1985 Volume 18 Issue 3 Pages 319-322
A 36-year-old female hemodialysis patient with chronic renal failure due to chronic glomerulonephritis was admitted to our hospital. Since the predialysis period, she had suffered from severe renal anemia which did not respond to anabolic steroid or protein permeable hemodiafiltration.
In November 1983, her serum glutamic oxaloacetic transaminase (SGOT) and serum glutamic pyruvic transaminase (SGPT) levels rose to 64 and 53 KU respectively, and continued to rise during the next three weeks, when she was admitted. On admission, the tests for hepatitis B surface antigen and hepatitis A antibody were negative, and no elevation of other viral titers was noted. The tests for hepatitis B surface antibody had been consistently positive since 1981. Drug-induced hepatic injury could be ruled out. Based on these findings, she was diagnosed as having non-A, non-B hepatitis induced by a blood transfusion which had been performed in September because of genital bleeding.

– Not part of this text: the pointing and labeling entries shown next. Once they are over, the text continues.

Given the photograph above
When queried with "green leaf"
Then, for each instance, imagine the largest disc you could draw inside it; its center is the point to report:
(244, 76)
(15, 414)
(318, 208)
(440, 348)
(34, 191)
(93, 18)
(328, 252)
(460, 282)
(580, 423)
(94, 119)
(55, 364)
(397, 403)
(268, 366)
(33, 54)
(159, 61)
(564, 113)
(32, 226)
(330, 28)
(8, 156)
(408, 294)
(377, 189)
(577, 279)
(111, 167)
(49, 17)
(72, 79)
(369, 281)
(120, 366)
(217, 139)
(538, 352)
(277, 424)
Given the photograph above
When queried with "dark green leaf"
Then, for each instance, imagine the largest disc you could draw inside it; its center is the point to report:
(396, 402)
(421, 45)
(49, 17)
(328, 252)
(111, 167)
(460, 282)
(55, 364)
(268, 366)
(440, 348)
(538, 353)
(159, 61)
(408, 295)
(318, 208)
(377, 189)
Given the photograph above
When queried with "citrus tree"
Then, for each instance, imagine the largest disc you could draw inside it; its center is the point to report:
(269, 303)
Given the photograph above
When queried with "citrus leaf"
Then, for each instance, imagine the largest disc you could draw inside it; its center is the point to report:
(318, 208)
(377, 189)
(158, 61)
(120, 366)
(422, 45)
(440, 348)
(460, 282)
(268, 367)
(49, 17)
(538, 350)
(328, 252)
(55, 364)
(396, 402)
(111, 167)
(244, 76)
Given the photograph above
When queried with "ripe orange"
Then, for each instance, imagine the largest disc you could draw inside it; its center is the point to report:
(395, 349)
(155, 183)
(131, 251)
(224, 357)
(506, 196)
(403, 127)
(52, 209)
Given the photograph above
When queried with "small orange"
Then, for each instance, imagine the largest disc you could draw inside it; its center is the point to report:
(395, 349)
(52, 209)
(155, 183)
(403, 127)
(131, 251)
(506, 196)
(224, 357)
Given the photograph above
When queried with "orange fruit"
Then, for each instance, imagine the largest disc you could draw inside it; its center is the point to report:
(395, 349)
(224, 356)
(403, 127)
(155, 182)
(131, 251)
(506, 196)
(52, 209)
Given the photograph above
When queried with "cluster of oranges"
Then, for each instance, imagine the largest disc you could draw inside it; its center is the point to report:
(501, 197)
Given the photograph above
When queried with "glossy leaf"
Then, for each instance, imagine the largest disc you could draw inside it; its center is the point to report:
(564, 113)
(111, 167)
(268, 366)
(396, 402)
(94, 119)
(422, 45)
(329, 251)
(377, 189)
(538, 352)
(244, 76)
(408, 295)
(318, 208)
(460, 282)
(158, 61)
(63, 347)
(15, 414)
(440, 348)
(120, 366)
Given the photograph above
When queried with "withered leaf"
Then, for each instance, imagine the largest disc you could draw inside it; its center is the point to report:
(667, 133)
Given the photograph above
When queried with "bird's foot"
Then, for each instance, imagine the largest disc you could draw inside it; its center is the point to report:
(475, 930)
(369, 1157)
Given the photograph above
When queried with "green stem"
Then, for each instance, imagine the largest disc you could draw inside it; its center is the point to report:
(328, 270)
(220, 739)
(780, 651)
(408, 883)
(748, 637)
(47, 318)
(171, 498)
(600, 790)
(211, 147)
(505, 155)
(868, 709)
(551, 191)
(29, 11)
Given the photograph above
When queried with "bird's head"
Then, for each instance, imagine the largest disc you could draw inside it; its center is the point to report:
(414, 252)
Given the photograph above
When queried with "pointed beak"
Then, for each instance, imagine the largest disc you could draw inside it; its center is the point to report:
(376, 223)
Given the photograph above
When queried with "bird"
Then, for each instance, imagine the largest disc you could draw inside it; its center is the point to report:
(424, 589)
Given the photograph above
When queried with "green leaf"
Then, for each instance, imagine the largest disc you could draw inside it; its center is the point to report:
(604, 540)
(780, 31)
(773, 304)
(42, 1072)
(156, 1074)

Her hepatic enzyme levels increased gradually and reached peak values (SGOT 224KU, SGPT 223KU) four weeks after admission. The levels of these enzymes returned to normal eight weeks later. Her hematocrit value, which had been around 16% before the onset of acute hepatitis, showed a rise associated with the liver damage and reached 30% at the peak of the liver enzyme abnormalities. Then her hematocrit value decreased slowly with the improvement in liver function, and was down to 21% sixteen weeks later. The circulating erythropoietin (Ep) level and reticulocyte count increased with the deterioration of the liver damage, and returned to the initial levels after normalization of the hepatic enzyme.
The clinical course of this patient strongly suggests a relationship between acute hepatitis and improvement in the anemia. The presumed mechanism of the improvement is that hepatic erythropoietic factor (HEF) produced by the liver damage stimulated hepatic Ep production, which increased erythropoiesis in the bone marrow. Furthermore the elimination, by protein permeable hemodiafiltration, of renal inhibitory factor and accumulated uremic substances, which inhibit HEF and erythropoiesis in the bone marrow, may have contributed to the marked improvement in her anemia.